Internet Explorer Vs. Firefox
The world of Web browsing is changing. Microsoft's
browser Internet Explorer has been the de facto standard for Internet users since the late '90s, when Redmond quashed Netscape
. Now Microsoft seems to have a real competitor, Firefox
. The Mozilla Foundation
open source project, funded by Time Warner
and Sun Microsystems
, launched Firefox version 0.9 on June 15. Firefox 1.0 is due out by early November. Internet users began switching during the summer after several security problems emerged with IE, which of course is built into Microsoft's ubiquitous Windows operating system. Starting this summer Firefox was getting between 200,000 and 300,000 downloads a day. Mozilla and Firefox browsers may have a total of about 25 million users.
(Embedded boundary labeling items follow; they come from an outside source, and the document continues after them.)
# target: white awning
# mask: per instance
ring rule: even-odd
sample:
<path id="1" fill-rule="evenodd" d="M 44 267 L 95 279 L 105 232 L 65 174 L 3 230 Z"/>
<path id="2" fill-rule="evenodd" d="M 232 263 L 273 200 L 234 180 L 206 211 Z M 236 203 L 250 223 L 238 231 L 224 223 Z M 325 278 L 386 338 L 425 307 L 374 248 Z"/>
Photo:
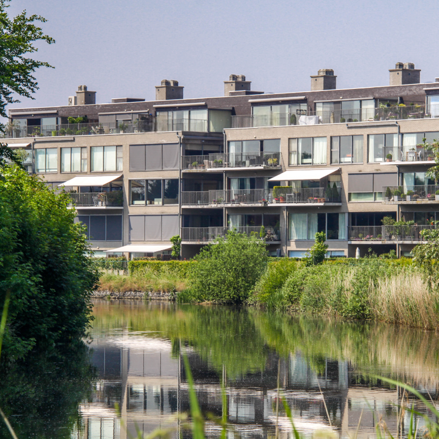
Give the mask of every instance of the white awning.
<path id="1" fill-rule="evenodd" d="M 27 143 L 8 143 L 9 148 L 26 148 L 30 144 L 30 142 Z"/>
<path id="2" fill-rule="evenodd" d="M 124 245 L 118 248 L 113 248 L 112 250 L 106 250 L 107 253 L 120 253 L 125 252 L 129 253 L 155 253 L 156 252 L 162 252 L 163 250 L 169 250 L 172 246 L 169 245 Z"/>
<path id="3" fill-rule="evenodd" d="M 298 169 L 297 171 L 286 171 L 269 181 L 290 181 L 295 180 L 320 180 L 330 174 L 339 171 L 339 168 L 324 168 L 321 169 Z"/>
<path id="4" fill-rule="evenodd" d="M 71 180 L 58 184 L 58 186 L 103 186 L 119 177 L 118 175 L 87 175 L 84 177 L 75 177 Z"/>

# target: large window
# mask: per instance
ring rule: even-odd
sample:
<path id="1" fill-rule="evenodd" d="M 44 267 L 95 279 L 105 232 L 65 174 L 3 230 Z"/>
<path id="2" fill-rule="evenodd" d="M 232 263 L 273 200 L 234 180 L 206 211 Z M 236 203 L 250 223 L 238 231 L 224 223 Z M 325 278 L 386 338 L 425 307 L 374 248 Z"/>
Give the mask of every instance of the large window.
<path id="1" fill-rule="evenodd" d="M 290 213 L 291 240 L 313 240 L 318 232 L 324 232 L 327 239 L 346 239 L 346 213 Z"/>
<path id="2" fill-rule="evenodd" d="M 86 148 L 61 148 L 61 172 L 86 172 Z"/>
<path id="3" fill-rule="evenodd" d="M 363 136 L 339 136 L 331 137 L 331 163 L 362 163 Z"/>
<path id="4" fill-rule="evenodd" d="M 131 180 L 131 204 L 178 204 L 178 179 Z"/>
<path id="5" fill-rule="evenodd" d="M 370 134 L 369 136 L 369 163 L 385 162 L 388 154 L 398 156 L 397 134 Z"/>
<path id="6" fill-rule="evenodd" d="M 121 171 L 121 146 L 92 146 L 91 171 Z"/>
<path id="7" fill-rule="evenodd" d="M 289 141 L 290 166 L 326 163 L 326 138 L 301 137 Z"/>
<path id="8" fill-rule="evenodd" d="M 121 215 L 78 215 L 77 222 L 86 227 L 90 241 L 121 241 Z"/>
<path id="9" fill-rule="evenodd" d="M 35 169 L 37 172 L 57 172 L 58 149 L 56 148 L 36 149 Z"/>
Firefox is lauded by fans for its download speed and a superior user interface, and users say that its pop-up blocker is one of the best out there. It offers tabbed browsing, which means that users can jump back and forth between different sites with only one window open, and live bookmarks, which show users the most recent headlines on their favorite sites and lets them go directly to those articles. The biggest challenge facing anyone who wants to take on IE is that most Web sites are built to work best with Microsoft's IE simply because it's what sits on most PCs. That means some sites may not look quite right or may not be accessible at all via a browser other than IE. It's good news for Firefox and its fans that developers' attitudes are changing, but reversing Microsoft's dominance remains a long shot. Both browsers have had security problems and issued patches, and each has other pros and cons.